At the last several utility board meetings the focus had been on finding a partner, after Kielkopf and Dean presented that as the most likely way to be able to afford a fiber-to-the-premises system.

Partnership proposals were received from several companies, and the board had planned to hear more in-depth presentations from three of them — a partnership between CL Tel of Clear Lake and Premier Communications of Sioux Center; Omni-Tel of Nora Springs; and Router12 of Mason City.

Those presentations had been scheduled to take place at meetings earlier this month, but those meetings were canceled.

The community’s current largest internet supplier, Mediacom, also made a proposal, to upgrade the community to all fiber optic connections in return for the city giving it $2 million to $2½ million through a variety of possible incentives.

Mayor Dean Andrews, who was attending the board of trustees’ online Zoom meeting Tuesday afternoon, said he thought it had already been decided last fall when the first attempts at funding failed that the city couldn’t do the project alone.

“I thought we’ve already proven, unless this comes in significantly less, that we can’t do it by ourselves because we can’t get the money to do it.
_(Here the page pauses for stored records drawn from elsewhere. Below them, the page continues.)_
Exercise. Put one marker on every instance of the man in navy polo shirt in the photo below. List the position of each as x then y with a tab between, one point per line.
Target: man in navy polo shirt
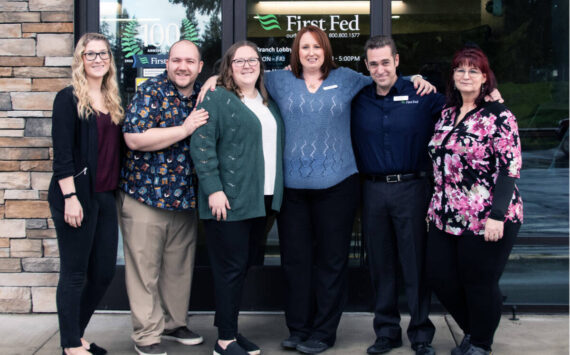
391	127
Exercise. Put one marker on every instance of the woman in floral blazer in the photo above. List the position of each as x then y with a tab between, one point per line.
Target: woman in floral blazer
476	209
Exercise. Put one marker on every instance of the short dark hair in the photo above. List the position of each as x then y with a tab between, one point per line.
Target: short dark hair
323	40
188	41
470	56
379	42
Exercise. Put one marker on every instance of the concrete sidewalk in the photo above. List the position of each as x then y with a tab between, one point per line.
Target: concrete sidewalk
38	334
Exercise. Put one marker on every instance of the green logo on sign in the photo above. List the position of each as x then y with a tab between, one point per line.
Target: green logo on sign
188	31
268	22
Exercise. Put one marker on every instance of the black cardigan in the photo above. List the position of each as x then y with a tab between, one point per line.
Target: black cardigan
74	151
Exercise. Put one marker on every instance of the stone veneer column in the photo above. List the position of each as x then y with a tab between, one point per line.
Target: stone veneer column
36	46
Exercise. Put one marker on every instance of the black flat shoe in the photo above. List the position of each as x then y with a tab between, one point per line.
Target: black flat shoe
312	346
292	342
96	350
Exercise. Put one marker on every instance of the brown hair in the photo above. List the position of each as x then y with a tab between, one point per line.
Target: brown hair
226	73
470	56
323	40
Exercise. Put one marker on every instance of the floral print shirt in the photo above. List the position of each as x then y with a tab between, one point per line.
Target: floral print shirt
163	178
467	159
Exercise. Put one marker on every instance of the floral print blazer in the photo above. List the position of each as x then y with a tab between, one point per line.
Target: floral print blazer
467	159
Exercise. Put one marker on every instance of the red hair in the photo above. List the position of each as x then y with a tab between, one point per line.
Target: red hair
323	41
470	56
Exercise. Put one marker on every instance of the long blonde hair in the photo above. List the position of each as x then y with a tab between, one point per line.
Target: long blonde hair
109	87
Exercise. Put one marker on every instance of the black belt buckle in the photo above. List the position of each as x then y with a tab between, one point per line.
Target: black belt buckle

We can’t fund it,” Andrews said. “Aren’t we to the point where we’re almost certainly looking at another partner to make this happen?”

“Not necessarily,” Fridley said, repeating that even if the city finds an appropriate partner the system will likely need to be built in phases.

“Now a third-party guy could come in there and hit a home run for us, too. That’s why I’d say, leave it on the table,” Fridley said. “But you could do it yourself. It’s just how you attack it. And that’s really the way I’ll get the budget set up is we can do either-or, and here’s what our limitations and possibilities are.”

Fridley said he would be able to have some answers by the utility board’s next regular meeting, which will be Tuesday, May 11.

Also at the meeting Tuesday, the board of trustees tentatively agreed to ask the City Council to extend the due date on a previously established $1.2 million line of credit for another year.

City Administrator Steve Diers said, “The initial loan that the city set up, for a million, that was amended to a million-two, we put a due date on that of March of 2021. We haven’t gotten financed yet. March has come and now gone, and so need to look at officially extending that note.”

He said the extension was discussed at a recent City Council workshop meeting, “and there was really not much discussion or really any objection to that. They’re willing and waiting for the project to come along.”

Most of the $1.2 million has already been spent, on purchasing a building for the location of the broadband system’s offices and data center; for consulting fees for feasibility studies, business plan development and design work for various parts of the proposed system; and other expenses.